Projects tigase _server server-core Issues #1009
How to test our cluster whether working fine when we enable the cluster (#1009)
Livia Yu opened 6 years ago

Dear sir,

we have setuped 2 machines for Tigase7.1.4 server cluster. form the logs, the clusters seem to work fine. How to check our cluster whether working or not? Is there any tools to help to check this?

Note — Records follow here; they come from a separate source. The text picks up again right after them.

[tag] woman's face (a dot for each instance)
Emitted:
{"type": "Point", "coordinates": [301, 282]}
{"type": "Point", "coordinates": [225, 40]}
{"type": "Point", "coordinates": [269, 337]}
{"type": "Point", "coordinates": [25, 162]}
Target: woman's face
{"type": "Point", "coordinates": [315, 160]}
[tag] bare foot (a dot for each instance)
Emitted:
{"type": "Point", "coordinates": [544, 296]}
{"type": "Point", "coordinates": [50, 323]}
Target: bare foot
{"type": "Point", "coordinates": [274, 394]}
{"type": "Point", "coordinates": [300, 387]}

The DNS RSV configuration is below:

ZZ-DMZ-0501.foxconn.com IN A 10.207.249.193
ZZ-DMZ-0401.foxconn.com IN A 10.207.249.194
_xmpp-client._tcp.foxconn.com 86400 IN SRV 0 5 5222 im5.foxconn.com
_xmpp-client._tcp.foxconn.com 86400 IN SRV 0 5 5222 im6.foxconn.com
_xmpp-server._tcp.foxconn.com 86400 IN SRV 0 5 5269 im5.foxconn.com
_xmpp-server._tcp.foxconn.com 86400 IN SRV 0 5 5269 im6.foxconn.com

our domain is foxconn.com.

the attachment is DNS RSV&server config.

Thanks very much.

194.init.properties 193.init.properties rsv.png zz-dmz-0501.png zz-dmz-0401.png

Artur Hefczyc commented 6 years ago

Wojciech please provide assistance as soon as you can.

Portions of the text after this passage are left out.